How to setup SMTP mail in WordPress themes [without plugin]

SMTP mail setup is one of the important things to do in WordPress. There are few plugins available for this function but I don’t recommend plugins for every single thing in WordPress. Thus we can avoid extra third party codes. Here I will be discussing the good way to do it manually.

SMTP stands for “simple mail transfer protocol”. This is important if you are using shared hosting or dedicated hosting with service provider like GoDaddy or BlueHost or similar. This is useful if you are using a free theme or a premium theme. I recommend you to use a child theme to add your own code. In my next post, I will discuss how you can make this code dynamic with WordPress admin theme options.

First, you need to open your theme’s “functions.php” file. Here you can just check if there is any SMTP function exists or not. If there is no SMTP function exists, just add the following code to it –

Writing a function and passing an argument as “$phpmailer”. To know more about passing arguments in a function, please refer php manual.

function ta_phpmailer ( $phpmailer ) {
//code goes here

Now, inside the function, you need to add some code for the SMTP mail mainly for the “from” mail authentication. This is where SMTP is required if you are using emails like Gmail or AOL etc. This is another topic and I will light on this topic in my upcoming posts.

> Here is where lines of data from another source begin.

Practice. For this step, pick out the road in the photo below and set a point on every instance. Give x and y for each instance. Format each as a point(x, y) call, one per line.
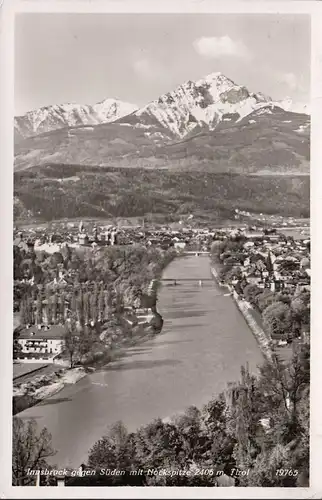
point(204, 341)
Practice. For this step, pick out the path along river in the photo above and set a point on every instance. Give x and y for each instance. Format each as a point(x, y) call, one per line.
point(204, 341)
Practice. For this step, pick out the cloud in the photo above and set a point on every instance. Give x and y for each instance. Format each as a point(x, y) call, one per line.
point(215, 47)
point(148, 68)
point(143, 67)
point(291, 80)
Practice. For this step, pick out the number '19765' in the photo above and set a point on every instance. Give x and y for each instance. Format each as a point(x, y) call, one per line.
point(287, 472)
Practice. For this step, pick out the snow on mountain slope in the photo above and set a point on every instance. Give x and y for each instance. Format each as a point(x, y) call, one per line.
point(204, 102)
point(53, 117)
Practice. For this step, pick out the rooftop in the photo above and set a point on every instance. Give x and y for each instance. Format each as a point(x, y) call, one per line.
point(53, 332)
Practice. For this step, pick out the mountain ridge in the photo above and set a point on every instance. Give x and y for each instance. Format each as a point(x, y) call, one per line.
point(205, 102)
point(56, 116)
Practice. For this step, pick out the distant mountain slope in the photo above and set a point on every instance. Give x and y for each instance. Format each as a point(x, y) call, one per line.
point(268, 140)
point(195, 104)
point(49, 118)
point(69, 191)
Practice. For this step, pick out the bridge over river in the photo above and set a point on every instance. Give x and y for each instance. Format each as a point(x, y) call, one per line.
point(204, 342)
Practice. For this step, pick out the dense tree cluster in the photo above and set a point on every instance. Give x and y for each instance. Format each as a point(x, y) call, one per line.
point(127, 192)
point(90, 293)
point(283, 314)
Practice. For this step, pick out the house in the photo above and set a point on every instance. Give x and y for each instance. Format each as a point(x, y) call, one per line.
point(179, 245)
point(41, 342)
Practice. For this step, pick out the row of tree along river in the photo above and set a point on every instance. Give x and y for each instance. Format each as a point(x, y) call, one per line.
point(203, 344)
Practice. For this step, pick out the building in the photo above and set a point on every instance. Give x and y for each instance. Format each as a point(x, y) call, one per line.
point(41, 342)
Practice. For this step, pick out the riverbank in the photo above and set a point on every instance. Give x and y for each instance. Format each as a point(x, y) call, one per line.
point(245, 308)
point(32, 392)
point(39, 388)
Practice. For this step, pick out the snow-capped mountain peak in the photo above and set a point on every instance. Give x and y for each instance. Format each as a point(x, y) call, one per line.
point(200, 103)
point(56, 116)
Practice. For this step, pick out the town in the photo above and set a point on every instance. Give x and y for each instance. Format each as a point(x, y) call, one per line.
point(262, 258)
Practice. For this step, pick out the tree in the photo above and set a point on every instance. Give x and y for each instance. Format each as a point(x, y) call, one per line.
point(39, 309)
point(30, 450)
point(100, 305)
point(23, 313)
point(265, 299)
point(251, 292)
point(277, 319)
point(72, 340)
point(54, 304)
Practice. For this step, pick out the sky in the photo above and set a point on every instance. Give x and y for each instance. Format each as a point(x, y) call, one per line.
point(85, 58)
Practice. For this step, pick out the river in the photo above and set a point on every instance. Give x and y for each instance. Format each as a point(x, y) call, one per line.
point(203, 344)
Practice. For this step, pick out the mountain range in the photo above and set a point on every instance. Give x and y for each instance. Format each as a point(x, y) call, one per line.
point(49, 118)
point(192, 104)
point(211, 127)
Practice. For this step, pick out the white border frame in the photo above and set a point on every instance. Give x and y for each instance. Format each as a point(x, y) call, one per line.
point(7, 10)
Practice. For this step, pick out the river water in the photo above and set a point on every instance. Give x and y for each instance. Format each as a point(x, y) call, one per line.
point(203, 344)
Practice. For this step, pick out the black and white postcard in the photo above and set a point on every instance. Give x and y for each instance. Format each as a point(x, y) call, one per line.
point(160, 188)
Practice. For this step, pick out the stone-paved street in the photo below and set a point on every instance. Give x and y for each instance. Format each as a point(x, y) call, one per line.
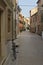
point(30, 49)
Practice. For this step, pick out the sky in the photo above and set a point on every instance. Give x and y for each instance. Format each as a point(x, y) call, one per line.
point(26, 6)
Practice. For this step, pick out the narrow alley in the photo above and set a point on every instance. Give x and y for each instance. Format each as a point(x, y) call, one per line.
point(30, 49)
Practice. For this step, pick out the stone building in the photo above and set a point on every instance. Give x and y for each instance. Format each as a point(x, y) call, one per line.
point(33, 19)
point(6, 18)
point(40, 17)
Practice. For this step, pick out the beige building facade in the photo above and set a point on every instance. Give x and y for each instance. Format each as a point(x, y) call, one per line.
point(33, 20)
point(6, 11)
point(40, 16)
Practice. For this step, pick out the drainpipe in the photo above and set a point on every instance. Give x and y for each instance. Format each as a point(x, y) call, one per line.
point(13, 43)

Add this code as displayed –

function ta_phpmailer( $phpmailer ) {

// First defining all the variables that is required
$host_name = ‘Your Host Name’;
$smtp_port = 25; //This can differ with different hosting. Check yours
$username_email_id = ‘email id’; //username and email id is same
$email_password = ‘your password’;
$enable_debug_mode = 1; //use 1 or 0 to enable or disable debug mode.

// This is SMTP code
$phpmailer->isSMTP(); //switching on the SMTP
$phpmailer->Host = $host_name; // Your host/outgoing server name for SMTP
$phpmailer->SMTPAuth = true; // Force it to use Username and Password to authenticate
$phpmailer->Port = $smtp_port; // Check your port. Standard should be 25, 80, 3535 and (465 for ssl)
$phpmailer->Username = $username_email_id ; // Your full email address
$phpmailer->Password = $email_password ; // Password for the email
$phpmailer->SMTPDebug = $enable_debug_mode; // Enable or disable Debug Mode



So you need to place your email id, password etc as shown above. To know exact port and host name, please contact your hosting provider and ask them to provide full SMTP settings for you.

Lastly, you need to call this function with “add_action” method as per WordPress standards.

Add this line of code before or after the above function –

//adding the ‘ta_phpmailer’ function to WordPress

add_action( ‘phpmailer_init’, ‘ta_phpmailer’ );

To know more about “add_action”, please consider the WordPress codex. Thanks! See you soon.